CIS 192 S18 Final Project, by Valencia and Arun
Calculates and visualizes various similarity metrics between two pieces of text: Hamming distance, Euclidian distance, Manhattan distance, and "meaning" distance (calculated using non-stopword vector embeddings).
The custom class, SenLen
, is found in distances.py
and handles string manipulation logic. Magic methods for operators are used to perform computations. There is also a method that returns the maximum sentence length from two sentences given as arguments.
We use the modules math
, flask
, numpy
, nltk
, and gensim
(Python implementation of Word2Vec model).
We use a decorator for the /
route and its methods GET and POST.
To run the server, install the packages listed above and run main.py
.
Type two sentences into in input areas and click 'Go!' to visualize the similarity between them. You can hover over the bar graph visualization to view exact percentages for similarity.
The Flask server is instantiated and served in main.py
. In addition, we developed a DistanceCalculator
class that
computes distance calculations and sends the similarities to the Flask template rendering.
Traditional string manipulation technique implementations are in distances.py
which we import
into main.py
. These include
Hamming distance, Euclidian distance, and Manhattan distance.
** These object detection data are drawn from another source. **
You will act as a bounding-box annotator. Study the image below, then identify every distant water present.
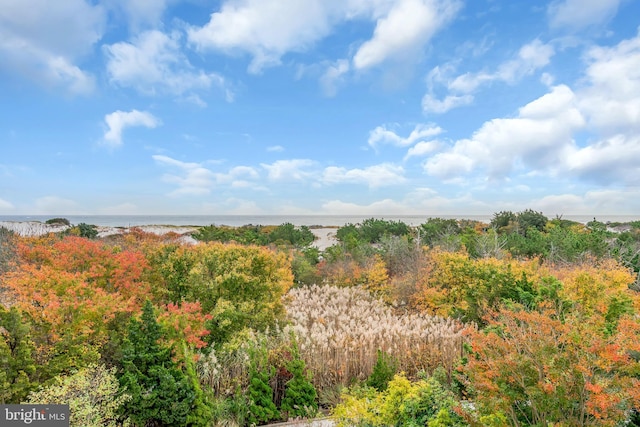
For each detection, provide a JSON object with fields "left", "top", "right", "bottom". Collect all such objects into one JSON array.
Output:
[{"left": 0, "top": 214, "right": 640, "bottom": 227}]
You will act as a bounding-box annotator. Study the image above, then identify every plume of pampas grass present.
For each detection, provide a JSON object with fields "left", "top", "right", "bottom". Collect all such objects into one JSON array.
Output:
[{"left": 283, "top": 285, "right": 463, "bottom": 389}]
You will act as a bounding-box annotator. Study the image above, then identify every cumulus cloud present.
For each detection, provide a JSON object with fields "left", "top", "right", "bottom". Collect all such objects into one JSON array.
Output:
[
  {"left": 260, "top": 159, "right": 316, "bottom": 181},
  {"left": 112, "top": 0, "right": 171, "bottom": 31},
  {"left": 547, "top": 0, "right": 621, "bottom": 31},
  {"left": 0, "top": 199, "right": 15, "bottom": 211},
  {"left": 103, "top": 110, "right": 161, "bottom": 147},
  {"left": 422, "top": 39, "right": 555, "bottom": 114},
  {"left": 188, "top": 0, "right": 461, "bottom": 73},
  {"left": 368, "top": 124, "right": 442, "bottom": 148},
  {"left": 0, "top": 0, "right": 106, "bottom": 94},
  {"left": 422, "top": 93, "right": 474, "bottom": 114},
  {"left": 425, "top": 30, "right": 640, "bottom": 187},
  {"left": 188, "top": 0, "right": 338, "bottom": 73},
  {"left": 404, "top": 141, "right": 442, "bottom": 160},
  {"left": 152, "top": 154, "right": 264, "bottom": 196},
  {"left": 104, "top": 30, "right": 233, "bottom": 103},
  {"left": 579, "top": 31, "right": 640, "bottom": 136},
  {"left": 152, "top": 155, "right": 215, "bottom": 196},
  {"left": 567, "top": 135, "right": 640, "bottom": 185},
  {"left": 322, "top": 163, "right": 406, "bottom": 188},
  {"left": 320, "top": 59, "right": 351, "bottom": 96},
  {"left": 353, "top": 0, "right": 461, "bottom": 70},
  {"left": 34, "top": 196, "right": 84, "bottom": 215},
  {"left": 425, "top": 85, "right": 585, "bottom": 180}
]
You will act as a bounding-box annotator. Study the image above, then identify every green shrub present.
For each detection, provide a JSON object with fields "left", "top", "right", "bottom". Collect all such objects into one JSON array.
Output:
[
  {"left": 280, "top": 340, "right": 318, "bottom": 418},
  {"left": 366, "top": 350, "right": 398, "bottom": 391},
  {"left": 248, "top": 343, "right": 280, "bottom": 425},
  {"left": 45, "top": 218, "right": 71, "bottom": 226}
]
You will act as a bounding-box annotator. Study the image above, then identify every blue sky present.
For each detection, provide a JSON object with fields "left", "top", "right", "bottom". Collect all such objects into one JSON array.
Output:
[{"left": 0, "top": 0, "right": 640, "bottom": 216}]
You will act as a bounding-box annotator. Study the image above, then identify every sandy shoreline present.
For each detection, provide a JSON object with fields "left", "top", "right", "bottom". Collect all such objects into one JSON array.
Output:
[{"left": 0, "top": 221, "right": 337, "bottom": 251}]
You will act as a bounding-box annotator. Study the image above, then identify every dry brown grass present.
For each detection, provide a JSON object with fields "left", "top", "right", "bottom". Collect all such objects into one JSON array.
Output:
[{"left": 284, "top": 286, "right": 463, "bottom": 389}]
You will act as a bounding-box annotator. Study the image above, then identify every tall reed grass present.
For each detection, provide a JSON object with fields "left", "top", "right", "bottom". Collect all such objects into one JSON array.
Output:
[{"left": 284, "top": 285, "right": 463, "bottom": 389}]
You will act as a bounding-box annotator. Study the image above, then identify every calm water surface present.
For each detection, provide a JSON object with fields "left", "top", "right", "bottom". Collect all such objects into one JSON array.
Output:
[{"left": 0, "top": 214, "right": 640, "bottom": 227}]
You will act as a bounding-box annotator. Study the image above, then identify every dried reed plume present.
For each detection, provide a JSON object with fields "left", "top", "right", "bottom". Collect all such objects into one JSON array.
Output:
[{"left": 284, "top": 285, "right": 463, "bottom": 389}]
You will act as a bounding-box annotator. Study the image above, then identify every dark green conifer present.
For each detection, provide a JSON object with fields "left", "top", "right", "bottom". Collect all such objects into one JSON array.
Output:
[
  {"left": 280, "top": 339, "right": 318, "bottom": 418},
  {"left": 120, "top": 301, "right": 199, "bottom": 426}
]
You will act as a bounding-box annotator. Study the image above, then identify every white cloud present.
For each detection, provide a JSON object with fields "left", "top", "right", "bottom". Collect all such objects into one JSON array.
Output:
[
  {"left": 353, "top": 0, "right": 461, "bottom": 70},
  {"left": 547, "top": 0, "right": 621, "bottom": 31},
  {"left": 579, "top": 31, "right": 640, "bottom": 135},
  {"left": 567, "top": 135, "right": 640, "bottom": 186},
  {"left": 422, "top": 39, "right": 555, "bottom": 114},
  {"left": 104, "top": 30, "right": 233, "bottom": 103},
  {"left": 260, "top": 159, "right": 316, "bottom": 181},
  {"left": 188, "top": 0, "right": 461, "bottom": 73},
  {"left": 152, "top": 154, "right": 265, "bottom": 196},
  {"left": 322, "top": 199, "right": 410, "bottom": 217},
  {"left": 320, "top": 59, "right": 351, "bottom": 96},
  {"left": 152, "top": 155, "right": 215, "bottom": 196},
  {"left": 368, "top": 124, "right": 442, "bottom": 148},
  {"left": 188, "top": 0, "right": 338, "bottom": 73},
  {"left": 34, "top": 196, "right": 84, "bottom": 215},
  {"left": 422, "top": 93, "right": 473, "bottom": 114},
  {"left": 0, "top": 0, "right": 106, "bottom": 94},
  {"left": 322, "top": 163, "right": 406, "bottom": 188},
  {"left": 97, "top": 202, "right": 142, "bottom": 215},
  {"left": 103, "top": 110, "right": 161, "bottom": 147},
  {"left": 404, "top": 141, "right": 442, "bottom": 160},
  {"left": 112, "top": 0, "right": 171, "bottom": 31},
  {"left": 425, "top": 30, "right": 640, "bottom": 187},
  {"left": 0, "top": 199, "right": 15, "bottom": 211},
  {"left": 425, "top": 85, "right": 585, "bottom": 180},
  {"left": 530, "top": 188, "right": 640, "bottom": 215}
]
To determine similarity, these distances are computed and then
divided by the length of the larger string in order to yield a value between 0 and 1. Finally, we take the compliment of this value to
represent the similarity. In distances.py
, we also implemented a class named SenLen
to handle certain string manipulation logic—namely padding strings in case of differing lengths. We use magic methods to handle comparisons.
The "meaning" distance heuristic is implemented in nlp.py
and is imported into main.py
. First, we remove all stopwords from
the input (e.g. words like "the" and "for" that yield no meaning) using the nltk
package (English).
We use the word2vec model implemented in the gensim
package to generate word embeddings (numpy vectors). The model is currently
trained on a corpus of Barack Obama's speeches (Donald Trump's speeches were getting a bit out of hand). Then, we
average the vectors to determine a centralized meaning for the phrase. Finally, we calculate the distance between the two vectors
by normalizing each vector and computing the cosine distance.